By choosing the seed words of a certain number of known class in advance, and a certain number of inputs are obtained from database Sample forms input sample collection;It is concentrated from input sample according to preset seed words and obtains feature samples composition characteristic sample set, And characteristic of division word is determined according to the feature samples collection got;It is determined according to the characteristic of division word got and text to be selected Taxonomy and its classification improve the efficiency and accuracy rate of taxonomy acquisition.
Description of the drawings
Fig. 1 is the flow diagram that a kind of taxonomy provided in an embodiment of the present invention determines method;
Fig. 2 is the flow diagram that feature samples are obtained in technical solution provided in an embodiment of the present invention;
Fig. 3 is that the taxonomy under a kind of concrete application scene provided in an embodiment of the present invention determines that the flow of method is illustrated Figure;
Fig. 4 is the structural schematic diagram that a kind of taxonomy provided in an embodiment of the present invention determines equipment.
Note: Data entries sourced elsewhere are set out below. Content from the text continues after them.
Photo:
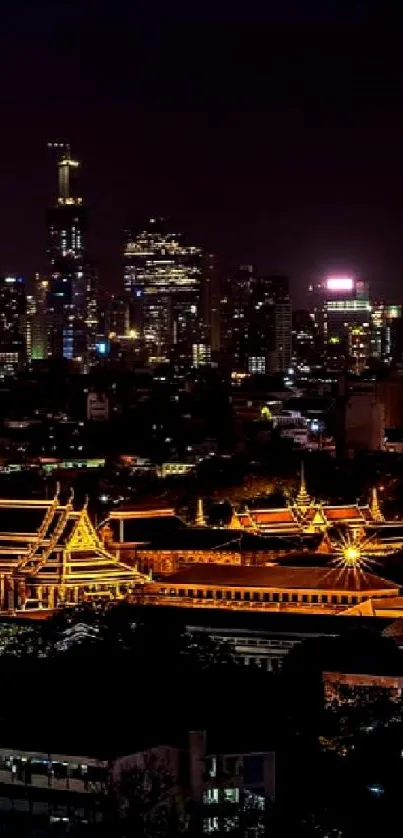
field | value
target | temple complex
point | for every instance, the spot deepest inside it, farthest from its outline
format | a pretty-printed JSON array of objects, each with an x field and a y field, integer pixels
[{"x": 52, "y": 556}]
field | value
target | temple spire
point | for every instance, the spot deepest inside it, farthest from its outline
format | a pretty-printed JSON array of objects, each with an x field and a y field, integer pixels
[
  {"x": 303, "y": 499},
  {"x": 200, "y": 519},
  {"x": 374, "y": 507}
]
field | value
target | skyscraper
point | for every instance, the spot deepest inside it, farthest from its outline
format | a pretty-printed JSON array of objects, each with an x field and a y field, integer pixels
[
  {"x": 70, "y": 293},
  {"x": 162, "y": 278},
  {"x": 257, "y": 327},
  {"x": 344, "y": 321},
  {"x": 13, "y": 323}
]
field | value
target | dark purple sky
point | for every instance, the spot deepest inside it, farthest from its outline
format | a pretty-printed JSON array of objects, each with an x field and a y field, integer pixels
[{"x": 277, "y": 145}]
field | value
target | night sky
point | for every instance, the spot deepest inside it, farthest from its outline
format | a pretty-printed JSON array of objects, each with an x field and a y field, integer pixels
[{"x": 279, "y": 145}]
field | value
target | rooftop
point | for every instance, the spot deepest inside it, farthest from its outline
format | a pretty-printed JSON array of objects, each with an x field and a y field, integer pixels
[{"x": 275, "y": 577}]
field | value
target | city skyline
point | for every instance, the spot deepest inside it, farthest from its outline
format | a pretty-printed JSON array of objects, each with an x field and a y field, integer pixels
[{"x": 223, "y": 150}]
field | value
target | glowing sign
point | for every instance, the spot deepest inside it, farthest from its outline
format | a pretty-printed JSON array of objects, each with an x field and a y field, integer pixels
[{"x": 340, "y": 283}]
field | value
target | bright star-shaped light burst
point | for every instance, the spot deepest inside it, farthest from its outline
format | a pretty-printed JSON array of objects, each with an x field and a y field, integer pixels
[{"x": 353, "y": 552}]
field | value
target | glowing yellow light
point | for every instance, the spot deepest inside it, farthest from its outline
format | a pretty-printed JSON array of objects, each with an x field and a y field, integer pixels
[
  {"x": 266, "y": 413},
  {"x": 351, "y": 555}
]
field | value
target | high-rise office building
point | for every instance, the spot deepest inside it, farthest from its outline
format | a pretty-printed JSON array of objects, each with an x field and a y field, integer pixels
[
  {"x": 70, "y": 295},
  {"x": 343, "y": 315},
  {"x": 13, "y": 324},
  {"x": 39, "y": 319},
  {"x": 162, "y": 278},
  {"x": 257, "y": 327}
]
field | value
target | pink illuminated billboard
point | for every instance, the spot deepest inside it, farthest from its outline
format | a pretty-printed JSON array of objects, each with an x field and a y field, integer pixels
[{"x": 339, "y": 283}]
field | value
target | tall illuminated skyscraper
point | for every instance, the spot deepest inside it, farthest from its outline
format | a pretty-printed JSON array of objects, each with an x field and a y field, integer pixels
[
  {"x": 162, "y": 278},
  {"x": 257, "y": 322},
  {"x": 70, "y": 293},
  {"x": 13, "y": 322}
]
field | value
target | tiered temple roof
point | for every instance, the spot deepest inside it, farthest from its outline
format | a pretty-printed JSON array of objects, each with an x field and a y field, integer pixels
[{"x": 57, "y": 557}]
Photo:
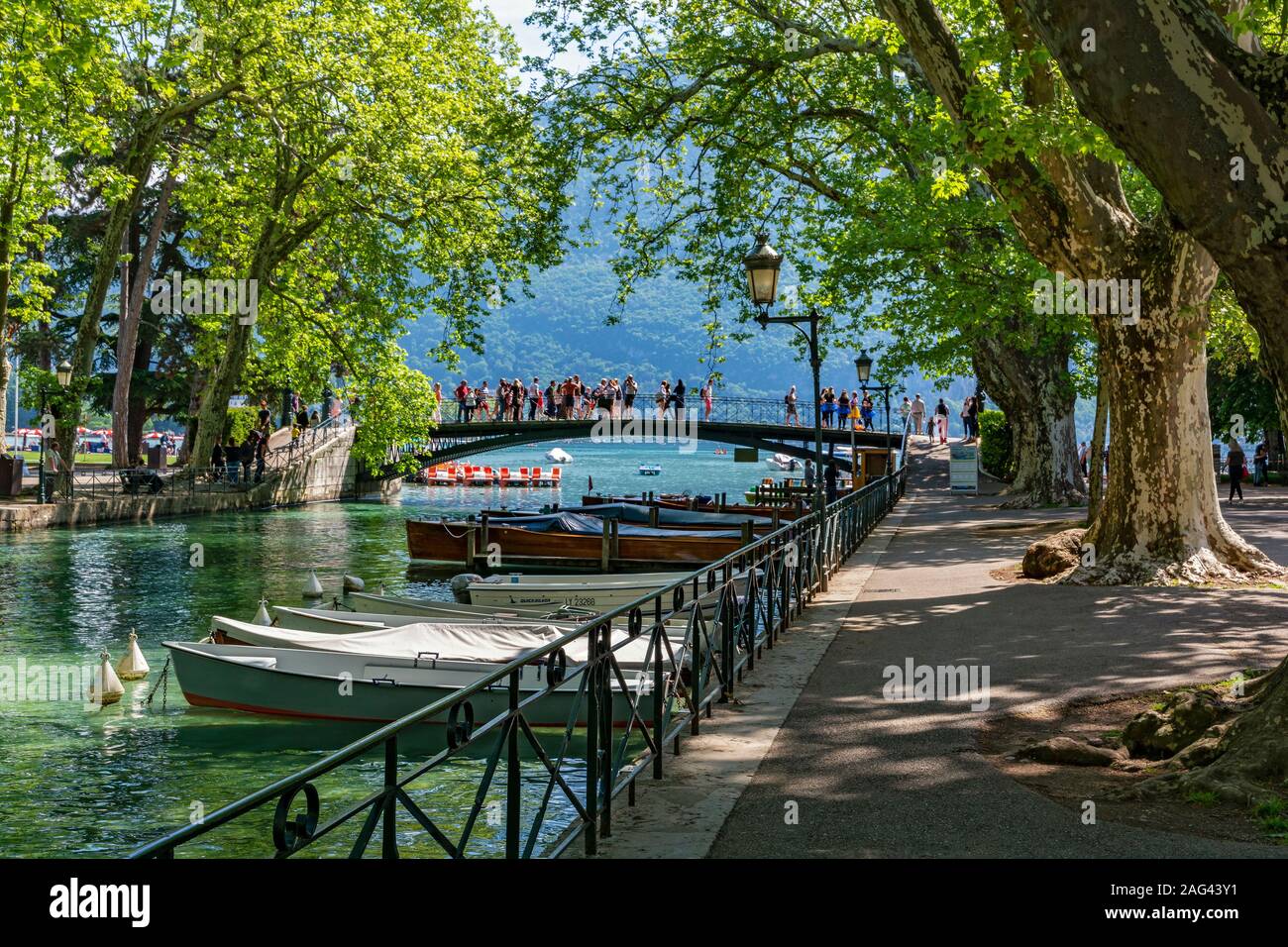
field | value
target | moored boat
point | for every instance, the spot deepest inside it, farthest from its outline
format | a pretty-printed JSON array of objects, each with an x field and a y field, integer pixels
[
  {"x": 334, "y": 685},
  {"x": 441, "y": 643},
  {"x": 568, "y": 538}
]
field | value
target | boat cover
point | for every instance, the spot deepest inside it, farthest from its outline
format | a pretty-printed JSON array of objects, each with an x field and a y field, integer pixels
[
  {"x": 443, "y": 641},
  {"x": 588, "y": 525},
  {"x": 635, "y": 513}
]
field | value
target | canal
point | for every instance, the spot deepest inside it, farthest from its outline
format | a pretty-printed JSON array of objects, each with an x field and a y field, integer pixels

Specific implementation mode
The defects of for the above-mentioned prior art, an embodiment of the present invention provides the technical sides that a kind of taxonomy determines Case.In the technical scheme, it by choosing the seed words of a certain number of known class in advance, and is obtained centainly from database The input sample of quantity forms input sample collection;It is concentrated from input sample according to preset seed words and obtains feature samples composition spy Sample set is levied, and characteristic of division word is determined according to the feature samples collection got;According to the characteristic of division word got and wait for This determination of selection taxonomy and its classification improve the efficiency and accuracy rate of taxonomy acquisition.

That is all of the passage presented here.